# vider le/son sac



## Scelsi8

La expresión _vider le sac_ aparece aquí como "desahogarse".

En cambio en esta frase:
_Heureusement que vous avez vidé votre sac_
(de un policía a un niño, que le confiesa un delito)

Yo la interpreto como:
"Qué bien que haya desembuchado (o cantado)"

¿sería correcto?

Gracias por vuestras sugerencias


----------



## Víctor Pérez

Scelsi8 said:


> Yo la interpreto como:
> "Qué bien que haya desembuchado (o cantado)"
> 
> ¿sería correcto?



Bien por *desembuchado*. 

En cuanto a la construcción de la frase, yo la revisaría.


----------



## Scelsi8

Optaría por "Por suerte ha desembuchado"

Alguna sugerencia?


----------



## Víctor Pérez

Yo diría:

- *menos mal que has desembuchado*.


----------



## utrerana

¿ confesado?


----------



## Scelsi8

entendería *confesar* (en argot "cantar"), más como *jaboter*

_Si vous ne jabotez pas, c'est vous que j'arrête_

Si no confiesa, lo arresto a usted


----------



## utrerana

desenbuchado me suena extraño, se que se utiliza mucho en ese contexto, pero no se... me suena muy a películas .


----------



## GURB

> _Si vous ne jabotez pas, c'est vous que j'arrête_


Esta frase ne se entiende en francés;_ Jaboter_ nunca visto ni oído.
*Cantar* es  avouer/ se mettre à table a consecuencia de un interrogatorio policial "musclé" como decimos en francés.
Como a Víctor* Desembuchar* me parece buena opción.  


> desembuchar
> v. col.
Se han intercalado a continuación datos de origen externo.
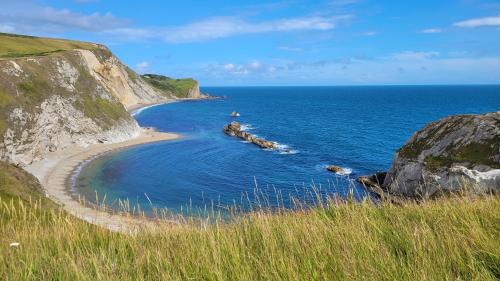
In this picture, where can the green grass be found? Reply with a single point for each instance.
(17, 184)
(447, 239)
(12, 45)
(177, 87)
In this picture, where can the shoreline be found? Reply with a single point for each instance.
(56, 171)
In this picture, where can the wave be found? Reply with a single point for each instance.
(138, 111)
(285, 149)
(346, 170)
(246, 127)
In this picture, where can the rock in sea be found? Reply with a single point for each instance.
(452, 154)
(234, 129)
(335, 169)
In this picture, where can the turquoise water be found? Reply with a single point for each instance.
(357, 128)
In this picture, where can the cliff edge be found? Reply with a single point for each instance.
(55, 93)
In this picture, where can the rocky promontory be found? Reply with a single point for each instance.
(455, 153)
(234, 129)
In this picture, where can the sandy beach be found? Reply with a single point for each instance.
(55, 170)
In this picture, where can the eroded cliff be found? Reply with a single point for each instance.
(60, 97)
(457, 152)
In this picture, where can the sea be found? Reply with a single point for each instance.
(358, 128)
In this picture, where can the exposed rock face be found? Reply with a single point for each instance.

Referido a algo que se tenía callado, decirlo por completo: Desembucha de una vez y no te guardes la información para ti solo. DUEA


El contexto debe permitirte escoger la mejor solución.


----------



## Nanon

Jaboter: visto sí, oído no. Es sinónimo de _bavarder_, y en este hilo lo entiendo así: "Si vous ne racontez pas tout ce que vous savez sur Pierre, c'est vous que j'arrête". No lo veo tan cercano de confesar.
Vider son sac, c'est laisser sortir ce qu'on a sur le cœur (desahogarse) et cela ne s'utilise pas uniquement dans un contexte policier.


----------



## Lampiste

Salut !

Wiktionnaire dice lo siguiente:

*vider son sac*


_(Familier)_ Dire tout ce qu’on a à dire, tout ce qu’on a sur le cœur.
Y traducir esa expresión por _*desembuchar.*_*.. *pues, francamente, no me acaba de convencer.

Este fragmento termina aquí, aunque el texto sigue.